The cases were always just a little over their heads and often led them into various traps, gunfights, and car chases. The real charm of the show was watching the brothers working together. They would fight and argue about pretty much everything. Still, when the chips were down, they could always each depend on the other to have his back. They weren’t the brightest of detectives and fell into as many clues by dumb luck as through good investigation technique. It was most definitely a lighter show than most of the detective shows of the 80’s. Miami Vice this was not. The pair went against the mold in almost every aspect. They were not very good with the ladies. They didn’t drive hot fast cars. They were almost always out of money. And they carried themselves as immature frat boys most of the time. The appeal was their Joe Public image. It must have worked, because the show ran for nearly a decade.
The fourth season continues the ride. In Manna From Heaven, Rick’s boat gets repossessed. But when the company’s president gets killed, Rick is in even deeper trouble, because he doesn’t even know the name of the woman he was with at the time of the murder. In Who Killed The Sixties, the boys run into AJ’s old school girlfriend and get sucked into an old murder at a Concert For Peace. Almost Completely Out Of Circulation has the boys looking into the murder of a cartoonist who left clues in his strip. In Deep Cover, the boys are trying to protect a reporter from a hit man who was hired by the reporter himself. The two part episode Simon Without Simon finds the boys split up by competing job offers and then almost framed for murder.
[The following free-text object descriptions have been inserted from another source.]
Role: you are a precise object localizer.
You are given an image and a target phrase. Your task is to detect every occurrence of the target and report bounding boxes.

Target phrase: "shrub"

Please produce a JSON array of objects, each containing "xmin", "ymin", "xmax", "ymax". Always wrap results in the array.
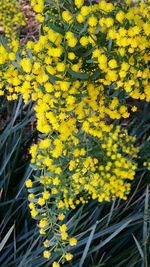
[{"xmin": 0, "ymin": 0, "xmax": 150, "ymax": 265}]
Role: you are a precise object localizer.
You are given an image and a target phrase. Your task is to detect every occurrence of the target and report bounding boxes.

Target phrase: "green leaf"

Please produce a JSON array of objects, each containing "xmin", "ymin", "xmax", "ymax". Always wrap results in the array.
[
  {"xmin": 0, "ymin": 225, "xmax": 15, "ymax": 252},
  {"xmin": 48, "ymin": 22, "xmax": 65, "ymax": 34},
  {"xmin": 68, "ymin": 68, "xmax": 90, "ymax": 80},
  {"xmin": 90, "ymin": 219, "xmax": 132, "ymax": 254},
  {"xmin": 79, "ymin": 223, "xmax": 97, "ymax": 267},
  {"xmin": 132, "ymin": 234, "xmax": 144, "ymax": 259},
  {"xmin": 90, "ymin": 70, "xmax": 100, "ymax": 80},
  {"xmin": 0, "ymin": 35, "xmax": 10, "ymax": 50},
  {"xmin": 143, "ymin": 186, "xmax": 149, "ymax": 243},
  {"xmin": 108, "ymin": 39, "xmax": 113, "ymax": 51}
]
In Mummy Talks, the boys are hot on the trail of a killer mummy? Nah, but when one shows up that might be a famous Egyptian figure, it could be murder anyway.
Each episode of Simon And Simon is presented in its original broadcast full frame format. There’s color bleed and a serious lack of definition. The series was originally lensed on film, and you can see a ton of specks and artifacts to prove it. You’re not going to be buying this set for its superior video presentation.
The Dolby Digital Mono track delivers exactly what you are looking for and nothing more. The dialog is clear, and that’s all you’re going to get out of this minimalist presentation.
What’s really amazing is the legs this show ended up having. When you consider it was the chemistry between the brothers that really drove the series and not the cases, the writers, actors, and crew did a pretty good job of getting folks to tune in from week to week. Even more surprising is how quickly such a long-running series was forgotten. I’m amazed at how many people look at me quizzically when I mention the series. For a show with such a loyal following, so few remember those glory years. If you want to recapture some or just refresh your memory on any of the 8 seasons, “Make it four”.